I read and enjoyed Santmyer’s novel sometime around 1995, right around the time I got my Britannica Great Books set and began on the first ten-year plan. So I was especially interested to reach Marcus Aurelius in year 2. When the time came, I enjoyed the Meditations and learned from the book, but it disappointed me after the image I had built of it based on Ladies. In order to teach calmness in face of adversity, Marcus gives his reader a visionary reason to accept our place in the grand scheme of things, but then, as I read it, moves beyond that point to try to say that evil and pain don’t exist. That view may have helped him sit dispassionately in the arena doing paperwork while lions ate slaves on the sand before him, but ignoring evil and pain cannot be compatible with Christianity.

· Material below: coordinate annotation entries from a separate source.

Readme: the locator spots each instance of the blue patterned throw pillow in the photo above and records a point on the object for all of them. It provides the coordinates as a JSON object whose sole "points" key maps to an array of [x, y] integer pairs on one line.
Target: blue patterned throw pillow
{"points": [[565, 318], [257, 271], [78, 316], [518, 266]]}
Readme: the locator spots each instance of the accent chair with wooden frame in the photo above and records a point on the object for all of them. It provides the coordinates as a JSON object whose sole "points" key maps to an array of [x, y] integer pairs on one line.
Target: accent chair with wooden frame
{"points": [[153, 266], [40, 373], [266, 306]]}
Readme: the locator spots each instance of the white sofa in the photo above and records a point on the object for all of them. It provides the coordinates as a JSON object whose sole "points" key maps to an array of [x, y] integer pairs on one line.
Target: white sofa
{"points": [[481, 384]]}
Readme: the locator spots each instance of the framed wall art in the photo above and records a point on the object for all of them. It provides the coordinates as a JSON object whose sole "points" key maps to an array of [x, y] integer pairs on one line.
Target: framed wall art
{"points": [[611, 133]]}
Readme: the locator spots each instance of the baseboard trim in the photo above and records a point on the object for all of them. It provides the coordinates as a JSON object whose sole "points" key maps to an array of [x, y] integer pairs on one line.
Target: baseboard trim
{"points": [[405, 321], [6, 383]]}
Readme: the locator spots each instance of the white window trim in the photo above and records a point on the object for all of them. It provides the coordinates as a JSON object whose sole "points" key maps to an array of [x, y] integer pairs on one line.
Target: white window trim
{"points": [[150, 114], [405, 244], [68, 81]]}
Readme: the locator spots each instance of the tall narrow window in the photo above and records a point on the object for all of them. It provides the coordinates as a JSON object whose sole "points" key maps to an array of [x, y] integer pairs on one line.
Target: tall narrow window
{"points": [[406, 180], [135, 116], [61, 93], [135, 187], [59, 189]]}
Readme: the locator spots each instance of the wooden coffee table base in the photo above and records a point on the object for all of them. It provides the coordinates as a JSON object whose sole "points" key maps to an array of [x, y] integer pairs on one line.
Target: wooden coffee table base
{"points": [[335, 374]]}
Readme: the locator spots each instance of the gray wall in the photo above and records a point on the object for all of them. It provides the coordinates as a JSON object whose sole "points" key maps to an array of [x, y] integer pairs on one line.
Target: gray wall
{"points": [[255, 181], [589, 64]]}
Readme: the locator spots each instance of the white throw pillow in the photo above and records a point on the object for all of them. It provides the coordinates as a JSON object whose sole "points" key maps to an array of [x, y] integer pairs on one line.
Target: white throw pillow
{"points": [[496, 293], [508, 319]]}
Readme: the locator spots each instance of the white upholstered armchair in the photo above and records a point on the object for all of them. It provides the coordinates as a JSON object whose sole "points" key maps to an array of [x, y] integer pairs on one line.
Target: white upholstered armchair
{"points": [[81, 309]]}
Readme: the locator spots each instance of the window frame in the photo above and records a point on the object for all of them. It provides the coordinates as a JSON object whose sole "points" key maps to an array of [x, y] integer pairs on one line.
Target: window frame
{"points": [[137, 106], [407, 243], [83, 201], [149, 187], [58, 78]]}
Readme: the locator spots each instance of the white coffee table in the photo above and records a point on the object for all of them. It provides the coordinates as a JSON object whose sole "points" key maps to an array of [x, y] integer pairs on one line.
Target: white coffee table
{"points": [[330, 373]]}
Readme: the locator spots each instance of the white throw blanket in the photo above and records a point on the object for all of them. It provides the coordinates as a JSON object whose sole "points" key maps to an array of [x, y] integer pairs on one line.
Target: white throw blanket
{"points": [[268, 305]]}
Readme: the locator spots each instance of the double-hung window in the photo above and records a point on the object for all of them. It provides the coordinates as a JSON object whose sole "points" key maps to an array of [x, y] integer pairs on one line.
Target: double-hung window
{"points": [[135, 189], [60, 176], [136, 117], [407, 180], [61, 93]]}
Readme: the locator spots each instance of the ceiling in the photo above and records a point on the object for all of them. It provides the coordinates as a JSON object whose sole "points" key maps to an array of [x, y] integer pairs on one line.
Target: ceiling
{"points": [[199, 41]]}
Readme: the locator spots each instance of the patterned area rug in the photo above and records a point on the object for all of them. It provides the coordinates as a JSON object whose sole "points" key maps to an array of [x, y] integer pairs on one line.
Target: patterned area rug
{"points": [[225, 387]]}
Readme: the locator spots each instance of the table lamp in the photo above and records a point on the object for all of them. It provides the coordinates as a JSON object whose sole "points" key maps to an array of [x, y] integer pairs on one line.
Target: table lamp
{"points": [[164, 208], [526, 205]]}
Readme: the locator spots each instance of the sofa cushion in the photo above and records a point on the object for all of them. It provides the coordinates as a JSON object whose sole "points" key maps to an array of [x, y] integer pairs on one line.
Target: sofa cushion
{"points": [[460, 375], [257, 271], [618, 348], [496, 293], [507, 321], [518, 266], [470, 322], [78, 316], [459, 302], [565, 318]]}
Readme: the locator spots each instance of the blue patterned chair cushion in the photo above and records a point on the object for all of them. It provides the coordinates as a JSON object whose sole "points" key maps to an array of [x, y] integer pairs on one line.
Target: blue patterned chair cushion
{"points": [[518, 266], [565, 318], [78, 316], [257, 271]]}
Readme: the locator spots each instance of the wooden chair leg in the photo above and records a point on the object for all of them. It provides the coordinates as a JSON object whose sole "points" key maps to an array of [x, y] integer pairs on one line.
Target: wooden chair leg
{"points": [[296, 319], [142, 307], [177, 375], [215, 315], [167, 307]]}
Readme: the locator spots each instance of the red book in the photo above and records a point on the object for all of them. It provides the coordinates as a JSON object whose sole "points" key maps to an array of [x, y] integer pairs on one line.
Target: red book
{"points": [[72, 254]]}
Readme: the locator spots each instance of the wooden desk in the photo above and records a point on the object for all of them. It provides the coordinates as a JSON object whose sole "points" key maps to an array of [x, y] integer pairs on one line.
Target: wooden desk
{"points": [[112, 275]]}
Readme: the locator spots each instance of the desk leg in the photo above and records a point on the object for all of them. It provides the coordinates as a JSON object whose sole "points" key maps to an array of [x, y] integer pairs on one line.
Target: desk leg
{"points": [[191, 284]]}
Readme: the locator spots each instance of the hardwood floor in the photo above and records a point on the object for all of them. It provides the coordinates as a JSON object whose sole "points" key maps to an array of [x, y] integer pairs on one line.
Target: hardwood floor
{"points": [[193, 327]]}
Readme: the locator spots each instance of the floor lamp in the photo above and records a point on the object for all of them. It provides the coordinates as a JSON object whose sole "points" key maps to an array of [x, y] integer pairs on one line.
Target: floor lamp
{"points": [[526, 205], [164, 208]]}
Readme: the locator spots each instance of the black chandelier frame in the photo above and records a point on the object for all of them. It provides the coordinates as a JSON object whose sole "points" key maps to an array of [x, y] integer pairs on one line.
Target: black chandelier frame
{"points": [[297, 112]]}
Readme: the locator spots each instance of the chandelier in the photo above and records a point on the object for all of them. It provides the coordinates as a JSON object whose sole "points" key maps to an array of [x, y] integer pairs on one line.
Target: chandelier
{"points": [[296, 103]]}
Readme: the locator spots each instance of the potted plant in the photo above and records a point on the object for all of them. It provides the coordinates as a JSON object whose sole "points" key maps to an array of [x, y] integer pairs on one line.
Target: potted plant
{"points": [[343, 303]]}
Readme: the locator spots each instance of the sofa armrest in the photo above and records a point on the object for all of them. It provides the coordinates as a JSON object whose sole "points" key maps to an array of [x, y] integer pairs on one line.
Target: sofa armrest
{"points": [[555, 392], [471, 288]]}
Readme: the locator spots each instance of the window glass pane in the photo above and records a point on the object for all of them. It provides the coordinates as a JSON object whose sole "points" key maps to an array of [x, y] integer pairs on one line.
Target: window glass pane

Then in year 7 of the original plan, I found the Stoic author I didn’t even know I was looking for: Epictetus. Unlike Marcus Aurelius, Epictetus acknowledges the existence of evil and pain, but teaches his readers to learn to accept these experiences when they cannot change them: an ancient precursor of the Irish prayer for serenity. Change only what you can change, he says, and remember that your mind is generally the only thing you can change. Why wish for what isn’t so if you can’t make it so? From the loftiest perspective, whatever is, is in God’s will, so align your will with his.
Now this view seemed much more compatible with Christianity to me. I can’t go with the Stoic as far as saying that my life’s goal is emotional stability, but I can certainly use the encouragement to renew my mind, to submit my will to God’s, and to accept things I cannot change. I have sometimes thought about rewriting some passages of Epictetus’s Discourses to form a Christian devotional and meditational plan. Various Christians have written commentaries on similarities and differences between our faith and the philosophy of Epictetus; http://stoicism.biblestudyinfo.com/ and http://archive.org/stream/epictetusnewtest00sharrich#page/106/mode/2up offer two examples. But I’m looking for a practical guide, not an explanation. The Protestant circles I’ve run in like to talk about renewal and submission, but they generally view any systematic approach to these tasks as smacking of works-oriented, spiritless formalism. But I’d like to have such a thing, so I guess if I’m ever to have my wish, I’ll have to put it together myself.
. . . And by the way, does any novel in history other than Santmyer’s have a title starting with an ellipsis – or any punctuation mark for that matter? Whether they do or not, I plan to reread this domestic epic sometime during my Third Decade.